As is often the case, a great deal of the work consisted of data cleaning and analysis. Some of the steps along the way are shown below.

Features were designed and accumulated to represent the histories of millions of users.

Features shown here are all log-normalized, after clipping outliers.

(Feature names redacted)

Using cluster analysis, based on their features we segmented the millions of users into six major groups and 34 sub-groups.

The matrix view at right shows how groups compare to each other: each sub-group is shown as a row in the figure, while each column represents a feature, so the cells show the mean feature value for the sub-group.

features_by_group

Another way to get a feel for the groupings is to color-code the users in a projection of the 32 features onto the plane.
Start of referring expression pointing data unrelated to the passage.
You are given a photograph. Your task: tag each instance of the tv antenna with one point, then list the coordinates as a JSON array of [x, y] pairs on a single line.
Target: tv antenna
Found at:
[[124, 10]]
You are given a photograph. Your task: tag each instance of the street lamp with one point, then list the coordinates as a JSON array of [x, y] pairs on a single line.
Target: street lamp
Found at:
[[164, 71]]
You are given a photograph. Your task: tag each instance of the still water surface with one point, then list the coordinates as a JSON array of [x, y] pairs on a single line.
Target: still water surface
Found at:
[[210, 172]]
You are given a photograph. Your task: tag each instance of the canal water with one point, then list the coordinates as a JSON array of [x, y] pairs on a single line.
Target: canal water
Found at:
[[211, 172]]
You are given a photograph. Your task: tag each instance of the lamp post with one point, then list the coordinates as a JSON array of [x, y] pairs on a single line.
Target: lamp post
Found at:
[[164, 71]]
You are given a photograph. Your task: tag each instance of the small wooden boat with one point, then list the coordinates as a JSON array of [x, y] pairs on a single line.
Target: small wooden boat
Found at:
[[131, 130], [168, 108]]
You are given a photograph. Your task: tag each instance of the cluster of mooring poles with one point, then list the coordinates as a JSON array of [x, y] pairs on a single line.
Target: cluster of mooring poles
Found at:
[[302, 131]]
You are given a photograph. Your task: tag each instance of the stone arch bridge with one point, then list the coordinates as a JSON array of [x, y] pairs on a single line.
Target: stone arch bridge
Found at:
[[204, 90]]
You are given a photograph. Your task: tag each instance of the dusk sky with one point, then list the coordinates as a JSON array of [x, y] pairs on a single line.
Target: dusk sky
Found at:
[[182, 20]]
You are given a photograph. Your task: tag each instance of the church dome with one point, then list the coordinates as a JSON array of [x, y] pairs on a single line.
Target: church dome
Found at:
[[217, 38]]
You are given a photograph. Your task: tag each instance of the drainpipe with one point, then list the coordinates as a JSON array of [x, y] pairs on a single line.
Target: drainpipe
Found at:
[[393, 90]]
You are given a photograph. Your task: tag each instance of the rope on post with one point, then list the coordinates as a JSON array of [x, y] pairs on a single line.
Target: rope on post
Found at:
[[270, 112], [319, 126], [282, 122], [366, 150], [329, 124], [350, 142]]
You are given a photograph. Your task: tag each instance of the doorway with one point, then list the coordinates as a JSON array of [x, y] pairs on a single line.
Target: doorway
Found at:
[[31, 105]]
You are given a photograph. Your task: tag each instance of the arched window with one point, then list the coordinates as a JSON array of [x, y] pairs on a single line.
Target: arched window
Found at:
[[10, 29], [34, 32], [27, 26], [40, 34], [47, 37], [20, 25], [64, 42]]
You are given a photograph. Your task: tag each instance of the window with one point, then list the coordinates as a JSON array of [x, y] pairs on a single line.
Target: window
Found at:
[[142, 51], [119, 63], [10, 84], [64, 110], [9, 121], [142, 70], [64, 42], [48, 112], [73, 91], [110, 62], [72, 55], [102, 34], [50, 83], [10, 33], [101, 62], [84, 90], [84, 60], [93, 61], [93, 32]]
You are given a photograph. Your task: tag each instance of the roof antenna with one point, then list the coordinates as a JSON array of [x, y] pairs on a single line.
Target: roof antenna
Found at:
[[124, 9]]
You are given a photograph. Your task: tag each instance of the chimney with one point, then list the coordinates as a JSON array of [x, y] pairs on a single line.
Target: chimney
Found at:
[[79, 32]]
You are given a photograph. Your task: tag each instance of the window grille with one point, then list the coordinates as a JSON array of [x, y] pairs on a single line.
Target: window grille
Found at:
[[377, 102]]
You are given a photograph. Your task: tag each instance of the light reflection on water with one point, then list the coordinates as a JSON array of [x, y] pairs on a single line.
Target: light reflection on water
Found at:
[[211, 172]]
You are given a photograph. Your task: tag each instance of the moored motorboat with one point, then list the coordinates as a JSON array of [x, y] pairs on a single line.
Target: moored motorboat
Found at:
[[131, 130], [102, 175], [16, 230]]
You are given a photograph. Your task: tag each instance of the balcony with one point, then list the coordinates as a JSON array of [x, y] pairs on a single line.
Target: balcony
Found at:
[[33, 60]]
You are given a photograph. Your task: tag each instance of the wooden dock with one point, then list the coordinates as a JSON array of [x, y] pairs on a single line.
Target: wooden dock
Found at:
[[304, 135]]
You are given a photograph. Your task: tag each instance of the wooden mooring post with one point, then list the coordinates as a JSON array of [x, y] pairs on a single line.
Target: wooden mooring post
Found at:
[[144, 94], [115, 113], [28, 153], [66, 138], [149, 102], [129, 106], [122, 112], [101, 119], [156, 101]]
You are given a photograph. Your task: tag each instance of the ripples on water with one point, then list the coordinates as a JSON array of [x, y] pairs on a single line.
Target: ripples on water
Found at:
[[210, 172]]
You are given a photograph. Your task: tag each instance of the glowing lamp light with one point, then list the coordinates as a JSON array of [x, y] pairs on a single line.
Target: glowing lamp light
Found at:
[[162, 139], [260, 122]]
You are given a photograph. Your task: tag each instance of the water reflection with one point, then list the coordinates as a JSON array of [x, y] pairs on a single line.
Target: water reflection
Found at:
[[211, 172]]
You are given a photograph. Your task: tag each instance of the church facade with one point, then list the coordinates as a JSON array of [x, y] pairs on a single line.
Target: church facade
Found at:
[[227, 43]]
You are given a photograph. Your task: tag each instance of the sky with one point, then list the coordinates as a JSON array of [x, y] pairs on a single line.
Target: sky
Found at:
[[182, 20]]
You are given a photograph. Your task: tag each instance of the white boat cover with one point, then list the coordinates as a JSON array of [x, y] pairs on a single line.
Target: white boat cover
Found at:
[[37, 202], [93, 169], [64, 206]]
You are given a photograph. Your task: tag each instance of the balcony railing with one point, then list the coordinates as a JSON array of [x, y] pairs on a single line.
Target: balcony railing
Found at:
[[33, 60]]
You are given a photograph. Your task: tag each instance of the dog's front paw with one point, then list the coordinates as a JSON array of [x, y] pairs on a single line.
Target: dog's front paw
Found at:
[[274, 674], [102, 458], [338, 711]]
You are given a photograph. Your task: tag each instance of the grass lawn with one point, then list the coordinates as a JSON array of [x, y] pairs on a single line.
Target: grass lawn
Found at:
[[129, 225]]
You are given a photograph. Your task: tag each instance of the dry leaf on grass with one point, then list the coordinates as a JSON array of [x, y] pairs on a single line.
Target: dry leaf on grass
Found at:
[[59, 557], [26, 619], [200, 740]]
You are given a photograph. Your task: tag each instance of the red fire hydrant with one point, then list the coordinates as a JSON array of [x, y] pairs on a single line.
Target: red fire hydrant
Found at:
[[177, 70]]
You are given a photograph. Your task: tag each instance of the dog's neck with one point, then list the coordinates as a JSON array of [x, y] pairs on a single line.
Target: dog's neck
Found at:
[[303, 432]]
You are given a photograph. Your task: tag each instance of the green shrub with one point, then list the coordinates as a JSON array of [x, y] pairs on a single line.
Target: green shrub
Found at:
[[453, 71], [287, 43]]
Finally, within each group, we identify vulnerabilities, in the form of previously successful attacks, shown in red. Some groups (columns) are easy to attack, while others are less vulnerable.

I revisited the polyseries concept to better understand differences in the various user populations. We see at left two very different classes of users. Before having this look, I expected relatively similar homogeneous user populations. It’s often not until you get a visual of a data set, with interactive faceting and sorting, that you really understand what you’re dealing with.

Purchase Forecasting Using Embeddings

I used ‘basket embeddings’ to predict corporate purchase patterns. This research was a study of transferring the concepts of the doc2vec algorithm to a different domain.

With embeddings, we can define low-dimensional representations for all sorts of either very high-dimensional categorical variables like words (left), or even collections of things, such as the contents of a document. More importantly, we can learn fixed-length representations of variable sized sets like documents or baskets of purchases, which makes them easier to use with learning models.

In this project, I used embeddings to characterize the space of purchases by a large industrial client. In order to present these ‘baskets’ of purchases for a learning model, we needed a fixed-length representation.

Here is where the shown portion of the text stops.